Assuming that the distribution of time of arrival is known (the following figure includes a formula of normal distribution), we can calculate the probability of heartbeat delay (the difference between the current time t_now and the last time of arrival Tc) and use this probability to determine whether a failure has occurred. As suggested in reference [12], you can use logarithmic functions to adjust it to improve availability. In this case, the output of 1 means that the probability of misjudgment (thinking that the node is invalid) is 10%. 2 means 1%, and so on.
The monitoring area is organized at different levels according to the degree of importance, and the regions are synchronized through the rumor spread protocol or the central fault-tolerant library, which can not only meet the requirements of expansibility, but also prevent the heartbeat information from flooding in the network [14]. As shown in the following figure (six fault detectors form two areas that communicate with each other through a rumor propagation protocol or a robust library such as ZooKeeper):
Coordinator campaign
The coordinator campaign is an important technique for strongly consistent databases. First of all, it can organize the fault recovery of the master node in the system with master-slave structure. Second, in the case of network isolation, it can disconnect the few nodes to avoid write conflicts.

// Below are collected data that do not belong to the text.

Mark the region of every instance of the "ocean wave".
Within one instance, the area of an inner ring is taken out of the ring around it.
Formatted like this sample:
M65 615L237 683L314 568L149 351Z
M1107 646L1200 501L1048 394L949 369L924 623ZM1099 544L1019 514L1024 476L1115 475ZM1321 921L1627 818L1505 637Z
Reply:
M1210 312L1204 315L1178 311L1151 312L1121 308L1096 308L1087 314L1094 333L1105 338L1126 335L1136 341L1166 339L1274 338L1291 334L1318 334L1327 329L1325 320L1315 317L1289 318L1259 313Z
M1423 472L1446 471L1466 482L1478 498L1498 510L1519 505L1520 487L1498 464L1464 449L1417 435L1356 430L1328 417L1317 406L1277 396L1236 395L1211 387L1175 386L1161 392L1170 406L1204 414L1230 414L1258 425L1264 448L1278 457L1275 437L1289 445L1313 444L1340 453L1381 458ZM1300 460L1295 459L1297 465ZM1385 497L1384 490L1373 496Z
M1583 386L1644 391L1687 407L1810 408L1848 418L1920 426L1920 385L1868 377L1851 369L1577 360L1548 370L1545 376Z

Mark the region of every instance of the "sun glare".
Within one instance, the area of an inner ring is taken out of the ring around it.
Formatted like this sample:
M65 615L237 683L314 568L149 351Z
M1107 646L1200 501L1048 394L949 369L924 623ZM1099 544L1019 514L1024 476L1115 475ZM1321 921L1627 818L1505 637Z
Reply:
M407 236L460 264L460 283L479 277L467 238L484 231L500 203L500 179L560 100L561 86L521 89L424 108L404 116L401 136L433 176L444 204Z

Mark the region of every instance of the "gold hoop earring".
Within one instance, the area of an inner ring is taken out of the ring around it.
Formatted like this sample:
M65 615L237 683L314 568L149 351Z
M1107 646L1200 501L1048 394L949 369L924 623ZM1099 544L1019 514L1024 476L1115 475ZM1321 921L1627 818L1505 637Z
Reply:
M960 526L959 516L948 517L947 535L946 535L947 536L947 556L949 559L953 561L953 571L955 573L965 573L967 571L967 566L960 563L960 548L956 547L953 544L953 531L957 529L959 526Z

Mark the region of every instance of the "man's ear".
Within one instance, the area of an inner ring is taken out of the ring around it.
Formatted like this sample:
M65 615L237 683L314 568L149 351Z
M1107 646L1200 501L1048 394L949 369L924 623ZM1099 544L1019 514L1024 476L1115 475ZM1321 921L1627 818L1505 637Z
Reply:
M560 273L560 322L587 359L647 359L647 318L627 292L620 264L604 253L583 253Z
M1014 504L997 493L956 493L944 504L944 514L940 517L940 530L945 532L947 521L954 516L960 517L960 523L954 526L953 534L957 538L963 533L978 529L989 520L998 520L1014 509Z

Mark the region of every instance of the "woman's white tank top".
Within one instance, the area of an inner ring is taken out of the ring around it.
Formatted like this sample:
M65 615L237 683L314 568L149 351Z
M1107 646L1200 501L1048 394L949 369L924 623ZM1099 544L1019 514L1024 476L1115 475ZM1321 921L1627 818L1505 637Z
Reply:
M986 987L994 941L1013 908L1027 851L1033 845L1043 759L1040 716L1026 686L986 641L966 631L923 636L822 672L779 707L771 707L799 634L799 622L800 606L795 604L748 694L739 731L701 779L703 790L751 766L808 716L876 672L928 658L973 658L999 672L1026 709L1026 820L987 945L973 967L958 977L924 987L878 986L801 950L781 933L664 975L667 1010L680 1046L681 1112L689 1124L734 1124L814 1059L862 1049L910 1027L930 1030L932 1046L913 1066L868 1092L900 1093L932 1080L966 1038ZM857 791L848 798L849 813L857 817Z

Bully algorithm is a relatively simple coordinator election algorithm. MongoDB uses this algorithm to determine which one is the main one in the replica set. The main idea of the Bully algorithm is that each member of the cluster can declare that it is the coordinator and notify other nodes. Other nodes can choose to accept the claim or reject it and enter the coordinator competition. Only the node that is accepted by all other nodes can become the coordinator. The node determines who should win according to some attributes. This attribute can be a static ID or an updated metric like the most recent transaction ID (the latest node wins).
The example in the following figure shows the execution of the bully algorithm. Using static ID as a metric, nodes with higher ID values win:
1. Initially, the cluster has five nodes, and node 5 is a recognized coordinator.
two。 Suppose node 5 is dead, and node 2 and node 3 find this at the same time. Two nodes start campaigning and send campaign messages to ID's larger nodes.
3. Node 4 eliminates nodes 2 and 3, and node 3 eliminates node 2.
4. At this point, Node 1 senses the failure of Node 5 and sends campaign information to all nodes with a larger ID.
5. Nodes 2, 3, and 4 all eliminated node 1.
6. Node 4 sends election information to node 5.
7. Node 5 did not respond, so node 4 declared itself elected and announced the news to other nodes.
The coordinator's campaign process counts the number of nodes participating and ensures that at least half of the nodes in the cluster participate in the election. This ensures that in the case of network isolation, only some nodes can elect coordinators (assuming that the network in the network will be divided into multiple areas and are not connected to each other. The result of the coordinator election is bound to select the coordinator in the area with a relatively large number of nodes, of course, provided that there are more than half of the original nodes in that area. If the cluster is isolated into several chunks, and no one has more than half of the total number of nodes, it is impossible to elect a coordinator, and of course, do not expect the cluster to continue to provide services.
The above is the editor for you to share how to study the NoSQL database distributed system algorithm, if you happen to have similar doubts, you might as well refer to the above analysis to understand. If you want to know more about it, you are welcome to follow the industry information channel.